İşveren firma ise daha farklı riskleri bünyesinde barındırmaktadır. Kısa ve orta vadede daha az vergi ve prim ödemek suretiyle bir maliyet avantajı sağladığını düşünen işverenler aslında kümülatif olarak ta çok ciddi bir idari para cezası ve prim aslı-faizi, vergi aslı-faizi yükünü de peşlerinde adeta sürüklemektedirler. Örneğin 4 yıl boyunca yanında çalışan işçinin sigorta primini her ay ortalama 1.000 TL düşük bildiren işverenin karşılaşacağı sadece İDARİ PARA CEZASI aybaşına 329 TL olmak üzere 329*48 ay= 15.792 TL.’dir. Ödenmemiş primler de 19.200 TL + gecikme faizi olarak hesaplanacaktır.Vergi ve faizi de eklendiğinde toplam rakam 50.000 TL’yi aşacaktır.Bir yıl süresince kayıtdışı işçi çalıştırıldığı Kurumca tespit edildiğinden o işveren hiçbir teşvik ve indirimden de faydalanamayacaktır.Yani 40 işçisi olan bir firma sadece 5 puanlık indirim hakkını dahi kaybetse40 işçi*12 ay*82,35 TL=39.528 TL indirim hakkını kaybedecektir.

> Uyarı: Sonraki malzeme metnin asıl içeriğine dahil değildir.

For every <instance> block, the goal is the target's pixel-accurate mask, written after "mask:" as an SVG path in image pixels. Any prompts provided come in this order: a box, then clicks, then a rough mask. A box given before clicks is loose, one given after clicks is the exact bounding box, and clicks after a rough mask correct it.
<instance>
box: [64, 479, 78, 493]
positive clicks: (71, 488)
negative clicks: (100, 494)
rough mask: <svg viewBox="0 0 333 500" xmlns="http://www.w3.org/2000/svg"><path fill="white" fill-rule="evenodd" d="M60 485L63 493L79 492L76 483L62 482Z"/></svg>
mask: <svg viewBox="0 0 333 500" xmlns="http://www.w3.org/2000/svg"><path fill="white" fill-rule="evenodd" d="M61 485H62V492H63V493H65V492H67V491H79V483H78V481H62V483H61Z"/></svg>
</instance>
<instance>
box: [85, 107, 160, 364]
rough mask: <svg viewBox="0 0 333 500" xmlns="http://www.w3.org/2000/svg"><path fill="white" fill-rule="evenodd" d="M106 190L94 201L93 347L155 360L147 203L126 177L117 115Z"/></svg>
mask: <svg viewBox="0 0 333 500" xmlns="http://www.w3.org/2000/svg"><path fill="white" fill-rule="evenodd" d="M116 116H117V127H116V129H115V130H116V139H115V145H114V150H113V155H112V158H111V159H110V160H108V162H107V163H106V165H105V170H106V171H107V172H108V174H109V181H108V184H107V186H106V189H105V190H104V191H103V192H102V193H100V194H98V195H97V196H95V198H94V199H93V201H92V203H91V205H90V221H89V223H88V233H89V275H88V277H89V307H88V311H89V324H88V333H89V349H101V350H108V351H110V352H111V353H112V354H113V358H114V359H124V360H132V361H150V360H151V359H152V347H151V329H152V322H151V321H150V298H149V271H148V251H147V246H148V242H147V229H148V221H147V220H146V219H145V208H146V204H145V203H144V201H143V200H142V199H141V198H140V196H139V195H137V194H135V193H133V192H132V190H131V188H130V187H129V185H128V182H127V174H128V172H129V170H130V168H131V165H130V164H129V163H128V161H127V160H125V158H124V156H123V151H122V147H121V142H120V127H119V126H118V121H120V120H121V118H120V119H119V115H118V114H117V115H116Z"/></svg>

Örnekler elbette çoğaltılabilir,ancak sonuç olarak şu söylenilebilir.Karşılıklı olarak imza altına alınmış bir sözleşmeye dayanması gereken iş ilişkisinin sonuçları ile ilgili olarak her iki tarafın da yükümlülüklerine uygun davranmaları beklenir.Asgari basiret ve etik bunu gerektirir.Aksi halde işçi, işveren ve kamu tarafının zincirleme zarara uğrayacağı ve en fazla da emeği ile geçinmek zorunda olan işçi tarafının bu işten zarar göreceği açık ve nettir.